Título: Diferenças sem divergências
Autor: João Bernardo Caldeira
Fonte: Jornal do Brasil, 03/08/2005, Caderno B, p. B1

Os irmãos pernambucanos Vasconcelos - Erasto e Juvenal, o Naná - têm em comum a linguagem da percussão. Ambos se expressam através do ritmo, mas não necessariamente seguem a mesma cadência. Naná correu mundo, foi um dos responsáveis pelo status de arte da percussão nativa no planeta. Erasto aprofundou-se numa sintaxe mais ligada à sua terra. As diferenças - que não chegam a divergências - podem ser observadas nos lançamentos recentes de Erasto, Jornal da palmeira (Candeeiro Records), e Naná, Chegada (Azul Music).

Ambos são discos autorais, embora o de Naná tenha mais parcerias e adaptações de obras alheias. Por outro lado, Erasto mostra-se como poeta e declama seus escritos, como no bucólico Azulão. ''O passarinho da canção/ quando canta pinta silga/ acompanhado de patativa/ azulão'', descrevem os versos que culminam numa curiosa onomatopéia do canto das sabiás. ''A primeira faz cunhé, cunhé, cunhé/ a segunda: sem revolver, sem revolver/ e a terceira: atira, atira, atira''.
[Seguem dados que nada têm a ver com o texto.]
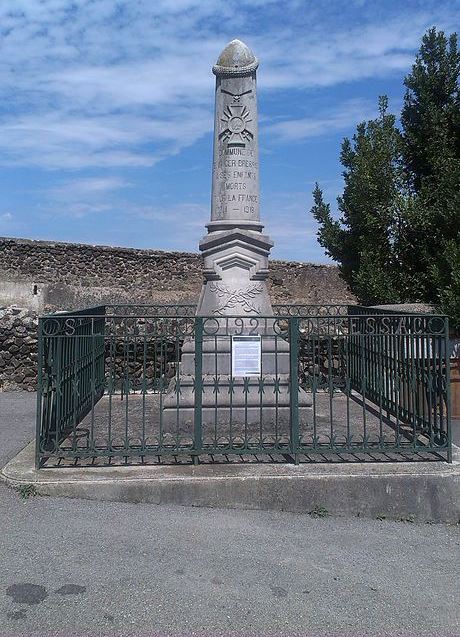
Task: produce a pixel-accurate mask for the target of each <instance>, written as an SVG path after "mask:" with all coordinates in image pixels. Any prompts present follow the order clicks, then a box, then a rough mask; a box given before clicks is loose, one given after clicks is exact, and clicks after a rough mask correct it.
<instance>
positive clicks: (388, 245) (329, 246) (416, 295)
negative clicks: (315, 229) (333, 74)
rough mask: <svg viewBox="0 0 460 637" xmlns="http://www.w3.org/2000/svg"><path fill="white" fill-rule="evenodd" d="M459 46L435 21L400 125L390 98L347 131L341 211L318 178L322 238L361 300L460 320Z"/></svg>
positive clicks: (331, 256) (345, 146)
mask: <svg viewBox="0 0 460 637" xmlns="http://www.w3.org/2000/svg"><path fill="white" fill-rule="evenodd" d="M459 73H460V53H459V52H458V50H457V38H456V35H455V34H453V35H451V36H450V37H449V38H446V36H445V35H444V33H443V32H442V31H440V32H437V31H436V29H435V28H433V29H430V30H429V31H428V32H427V33H426V34H425V36H424V37H423V39H422V43H421V47H420V51H419V53H418V55H417V57H416V60H415V63H414V65H413V67H412V71H411V72H410V73H409V75H408V76H407V77H406V78H405V81H404V84H405V86H406V89H407V90H406V94H405V97H404V105H403V109H402V113H401V131H400V130H399V129H398V127H397V125H396V118H395V117H394V115H391V114H390V113H388V100H387V98H386V97H381V98H380V99H379V116H378V117H377V118H376V119H375V120H371V121H368V122H362V123H360V124H358V126H357V129H356V133H355V135H354V136H353V138H352V140H349V139H347V138H346V139H344V141H343V143H342V150H341V156H340V160H341V163H342V165H343V167H344V172H343V177H344V190H343V193H342V195H341V196H340V197H338V199H337V202H338V208H339V211H340V213H341V216H340V219H339V220H336V219H334V218H333V216H332V213H331V210H330V206H329V204H327V203H325V201H324V199H323V194H322V191H321V189H320V187H319V185H318V184H316V186H315V190H314V192H313V197H314V205H313V208H312V210H311V212H312V214H313V216H314V218H315V219H316V220H317V221H318V225H319V229H318V240H319V243H320V244H321V245H322V246H323V247H324V248H325V250H326V253H327V254H328V255H330V256H331V257H332V258H333V259H334V260H335V261H337V262H338V263H339V265H340V268H341V272H342V275H343V276H344V278H345V279H346V281H348V283H349V284H350V287H351V289H352V291H353V292H354V293H355V294H356V295H357V296H358V298H359V299H360V301H361V302H363V303H368V304H373V303H394V302H414V301H419V302H425V303H431V304H433V305H435V306H437V307H439V308H440V309H441V310H442V311H444V312H446V313H447V314H448V315H449V316H450V317H451V320H452V322H453V324H454V325H456V326H457V327H460V311H459V306H460V280H459V277H460V275H459V265H460V200H459V197H460V195H459V192H460V189H459V185H460V95H459V82H458V80H459Z"/></svg>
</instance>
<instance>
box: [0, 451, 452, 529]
mask: <svg viewBox="0 0 460 637" xmlns="http://www.w3.org/2000/svg"><path fill="white" fill-rule="evenodd" d="M0 477H1V478H2V479H3V480H4V481H5V482H6V483H7V484H8V485H9V486H11V487H13V488H19V489H20V488H21V487H23V486H25V485H33V486H34V492H35V493H37V494H40V495H48V496H54V497H68V498H83V499H89V500H99V501H110V502H132V503H150V504H163V505H180V506H194V507H217V508H229V509H258V510H277V511H290V512H294V513H312V512H313V513H314V512H315V511H319V510H321V511H323V512H325V513H326V514H329V515H334V516H363V517H372V518H376V517H379V518H383V517H385V518H388V519H397V520H405V521H415V520H417V521H432V522H448V523H458V522H459V520H460V462H458V461H456V462H453V463H452V464H447V463H444V462H412V463H410V462H407V463H372V464H371V463H361V464H358V463H344V464H336V463H328V464H319V463H318V464H314V465H312V464H303V465H302V464H301V465H297V466H296V465H290V464H252V463H251V464H242V465H238V464H232V465H217V464H216V465H213V464H203V465H197V466H194V465H183V466H177V465H176V466H171V465H152V466H131V467H83V468H80V467H72V468H49V469H46V468H45V469H38V470H37V469H35V467H34V443H33V442H32V443H30V444H29V445H28V446H27V447H25V449H23V450H22V451H20V452H19V454H18V455H17V456H16V457H15V458H13V459H12V460H11V461H10V462H9V463H8V464H7V465H6V466H5V467H4V468H3V470H2V471H1V473H0Z"/></svg>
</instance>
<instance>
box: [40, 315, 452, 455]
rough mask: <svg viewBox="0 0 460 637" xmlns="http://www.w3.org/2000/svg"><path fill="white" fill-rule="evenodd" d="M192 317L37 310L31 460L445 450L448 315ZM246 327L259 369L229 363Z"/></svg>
mask: <svg viewBox="0 0 460 637" xmlns="http://www.w3.org/2000/svg"><path fill="white" fill-rule="evenodd" d="M274 312H275V314H274V316H266V317H262V316H258V315H254V316H245V317H241V316H238V317H215V316H213V317H196V316H195V307H194V306H192V305H180V306H173V305H170V306H154V305H136V306H134V305H111V306H101V307H96V308H91V309H89V310H82V311H79V312H68V313H59V314H54V315H48V316H44V317H42V318H41V319H40V321H39V355H38V358H39V360H38V366H39V389H38V399H37V400H38V402H37V444H36V461H37V466H43V465H46V464H48V465H49V464H51V463H53V464H54V463H58V464H60V465H64V466H65V465H66V464H68V463H69V462H72V463H75V462H80V463H88V462H92V463H98V464H105V463H111V462H120V461H125V462H134V461H136V462H139V461H162V459H165V458H172V459H177V458H193V459H194V461H198V459H200V460H203V461H205V460H206V459H209V458H212V459H214V460H227V461H228V460H229V459H230V460H232V459H233V460H234V459H237V458H248V457H249V456H251V457H252V458H259V459H260V458H262V457H263V458H264V459H267V458H268V459H274V460H276V459H278V458H281V459H282V460H283V461H285V460H289V461H294V462H299V461H311V460H314V459H316V458H318V457H324V458H325V459H328V458H331V457H332V456H334V458H335V460H347V461H350V460H372V459H373V460H381V459H392V460H396V459H406V458H411V459H414V458H416V457H424V458H427V457H429V456H431V455H432V456H433V458H442V459H447V460H450V459H451V437H450V436H451V433H450V416H449V365H448V362H449V361H448V323H447V319H446V318H445V317H443V316H435V315H428V314H426V315H424V314H397V313H394V312H385V311H380V310H375V309H372V308H364V307H360V306H344V305H342V306H337V305H334V306H324V305H323V306H319V305H318V306H306V305H289V306H281V305H278V306H274ZM242 336H243V337H248V336H252V337H254V340H255V341H257V343H258V345H257V346H258V347H259V348H260V369H259V370H258V371H257V373H254V374H252V373H251V374H249V373H248V375H247V376H239V375H238V372H235V370H234V364H235V356H236V354H235V352H236V350H235V349H234V345H233V343H234V341H236V337H242Z"/></svg>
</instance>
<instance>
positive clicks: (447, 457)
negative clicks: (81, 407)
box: [441, 316, 452, 462]
mask: <svg viewBox="0 0 460 637" xmlns="http://www.w3.org/2000/svg"><path fill="white" fill-rule="evenodd" d="M449 331H450V330H449V319H448V318H447V316H446V317H444V339H443V340H444V353H445V357H446V412H447V413H446V425H447V462H452V415H451V407H452V403H451V400H452V397H451V393H450V347H449ZM441 391H442V390H441ZM441 400H442V398H441Z"/></svg>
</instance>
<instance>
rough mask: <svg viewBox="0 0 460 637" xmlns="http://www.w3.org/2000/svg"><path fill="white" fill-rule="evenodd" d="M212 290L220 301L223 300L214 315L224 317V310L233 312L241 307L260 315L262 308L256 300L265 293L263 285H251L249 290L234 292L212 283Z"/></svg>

Erasto arrisca-se bem mais como cantor, mesmo que não alcance notas mais altas, como na exaltação Recife (''dançamos o frevo quente/ dançamos a ciranda da gente''), cevada por rabeca e cello. A singeleza de seus temas, com janelas para o onirismo, absolve as derrapadas vocais. Jornal da palmeira cativa pela impregnação telúrica (Mauricéia, O baile Betinha, Adivinhação). Erasto move-se entre o coco, o maracatu, celebra o mestre do frevo (Capiba disse que é pra já), invade a quadrilha junina (Adivinhação) e sincopa funk na cifrada Maranguape (''vou dar de cano de ferro/ vou botar sola/ vou deixar molinha''). Tem até jogo de capoeira (Guia de Olinda), onde Erasto tripula berimbau e jarra. Na única faixa instrumental, Ceci, Erasto, que apenas assina como autor, aproxima-se do samba, balizado por cavaquinho e bandola. Flauta e sax são soprados por Cesar Michiles, um dos alicerces do disco de Naná, ao lado de Lui Coimbra (charango, cello e violão), Chiquinho Chagas (piano, teclados, acordeon), Lucas dos Prazeres (percussão).
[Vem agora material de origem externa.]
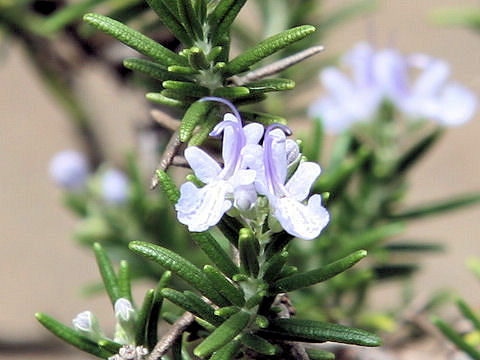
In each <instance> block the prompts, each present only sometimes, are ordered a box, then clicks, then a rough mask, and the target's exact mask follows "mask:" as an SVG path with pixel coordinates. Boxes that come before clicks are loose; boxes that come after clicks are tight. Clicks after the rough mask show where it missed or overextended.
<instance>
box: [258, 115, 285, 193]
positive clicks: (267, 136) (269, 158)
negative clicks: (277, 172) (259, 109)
mask: <svg viewBox="0 0 480 360" xmlns="http://www.w3.org/2000/svg"><path fill="white" fill-rule="evenodd" d="M275 129H280V130H282V131H283V132H284V133H285V134H286V135H291V134H292V130H290V128H289V127H287V126H285V125H282V124H272V125H270V126H269V127H268V128H267V130H266V131H265V138H264V140H263V148H264V152H263V159H264V164H265V177H266V180H267V185H268V188H269V190H270V192H271V193H272V194H276V195H280V196H286V195H287V194H288V192H287V189H285V186H284V184H283V182H282V181H280V179H278V177H277V172H276V171H275V165H274V163H273V154H272V147H273V137H272V136H271V135H270V133H271V132H272V131H273V130H275Z"/></svg>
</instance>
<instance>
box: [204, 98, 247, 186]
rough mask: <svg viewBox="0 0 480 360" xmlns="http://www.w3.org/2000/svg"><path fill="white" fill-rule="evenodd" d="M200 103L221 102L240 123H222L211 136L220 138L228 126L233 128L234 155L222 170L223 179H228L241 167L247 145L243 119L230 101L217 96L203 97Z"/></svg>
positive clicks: (222, 122)
mask: <svg viewBox="0 0 480 360" xmlns="http://www.w3.org/2000/svg"><path fill="white" fill-rule="evenodd" d="M199 101H200V102H203V101H216V102H220V103H222V104H225V105H227V106H228V107H229V108H230V109H231V110H232V112H233V115H234V116H235V117H236V118H237V120H238V122H234V121H229V120H226V121H225V120H224V121H222V122H220V123H219V124H218V125H217V126H215V128H214V129H213V131H212V132H211V133H210V135H211V136H219V135H220V134H221V133H222V131H224V130H225V128H226V127H227V126H231V127H232V129H233V131H234V138H235V144H234V146H233V147H232V154H231V161H229V162H228V163H227V162H225V166H224V168H223V170H222V173H221V176H223V177H228V176H231V175H232V174H233V173H234V172H235V170H236V169H237V168H238V167H239V166H240V162H241V161H240V154H241V151H242V149H243V147H244V146H245V145H246V144H247V139H246V137H245V134H244V132H243V126H242V117H241V116H240V113H239V111H238V110H237V108H236V107H235V105H233V104H232V103H231V102H230V101H228V100H226V99H223V98H220V97H216V96H206V97H203V98H201V99H200V100H199Z"/></svg>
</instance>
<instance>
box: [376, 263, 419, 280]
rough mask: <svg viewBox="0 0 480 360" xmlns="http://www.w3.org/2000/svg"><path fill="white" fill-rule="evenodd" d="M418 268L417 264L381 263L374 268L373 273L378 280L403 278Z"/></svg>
mask: <svg viewBox="0 0 480 360" xmlns="http://www.w3.org/2000/svg"><path fill="white" fill-rule="evenodd" d="M417 270H418V265H416V264H388V265H379V266H374V267H373V268H372V271H373V274H374V276H375V278H376V279H377V280H390V279H391V278H399V277H401V278H403V277H407V276H410V275H412V274H413V273H414V272H415V271H417Z"/></svg>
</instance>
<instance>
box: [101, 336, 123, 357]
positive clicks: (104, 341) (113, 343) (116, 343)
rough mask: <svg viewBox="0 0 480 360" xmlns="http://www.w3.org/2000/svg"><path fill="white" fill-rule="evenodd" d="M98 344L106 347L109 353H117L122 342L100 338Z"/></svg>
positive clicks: (120, 347)
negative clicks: (112, 340)
mask: <svg viewBox="0 0 480 360" xmlns="http://www.w3.org/2000/svg"><path fill="white" fill-rule="evenodd" d="M98 346H100V347H101V348H102V349H105V350H106V351H108V352H109V353H112V354H117V353H118V351H119V350H120V348H121V347H122V344H119V343H116V342H115V341H112V340H108V339H100V340H98Z"/></svg>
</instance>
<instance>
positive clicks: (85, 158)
mask: <svg viewBox="0 0 480 360" xmlns="http://www.w3.org/2000/svg"><path fill="white" fill-rule="evenodd" d="M88 173H89V166H88V162H87V159H86V158H85V156H84V155H83V154H82V153H80V152H78V151H74V150H64V151H61V152H59V153H57V154H56V155H55V156H54V157H53V158H52V160H51V161H50V165H49V174H50V177H51V178H52V179H53V181H54V182H55V184H57V185H58V186H60V187H62V188H64V189H66V190H70V191H78V190H81V189H83V187H84V186H85V184H86V182H87V178H88Z"/></svg>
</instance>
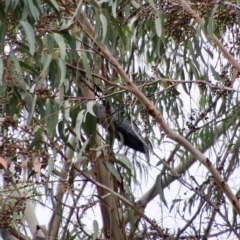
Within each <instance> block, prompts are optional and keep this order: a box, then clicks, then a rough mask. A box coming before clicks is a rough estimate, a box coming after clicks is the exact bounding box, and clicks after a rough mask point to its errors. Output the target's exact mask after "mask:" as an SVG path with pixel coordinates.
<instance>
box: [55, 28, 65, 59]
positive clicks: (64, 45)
mask: <svg viewBox="0 0 240 240" xmlns="http://www.w3.org/2000/svg"><path fill="white" fill-rule="evenodd" d="M53 36H54V39H55V41H56V42H57V44H58V46H59V50H60V54H61V58H62V59H63V60H64V59H65V57H66V43H65V40H64V38H63V37H62V35H60V34H58V33H54V34H53Z"/></svg>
Chegada tem um espectro mais amplo. Viaja do folclore da África do Sul, na coleante Tundekagô ao erudito carioca Villa-Lobos em O canto do cisne, levado com tambores soturnos sob cello enevoado. Lui Coimbra contribui com o maracatu estilizado Pra lá da casa de Naná. À dupla Sebastião e Benedito Biano, da banda de Pífanos de Caruaru, cabe a abertura dos trabalhos, em Alvorada, que o grupo lançou num disco de 1979 do extinto selo seleto Marcus Pereira. Mas as flautinhas do ramo ponteiam mesmo é na seguinte, Cascudo (As sereias de Caruaru) (César Michiles/ Roque Neto). Naná reforça o pulso afro de seus tambores diversificados com um vocalise em segundo plano que acopla melodia ao ritmo. Seu disco - como o do mano Erasto - foge ao típico solo de percussionista. Além do tema de Villa-Lobos há outros momentos camerísticos no sanfonado Vôo 2364 (Chiquinho Chagas). Rola até uma imersão sinfônica em Zumbi. A análise dos CDs da dupla converge para um clichê inevitável: os irmãos Vasconcelos trazem a percussão da cozinha para a sala. Ou da senzala para a casa grande.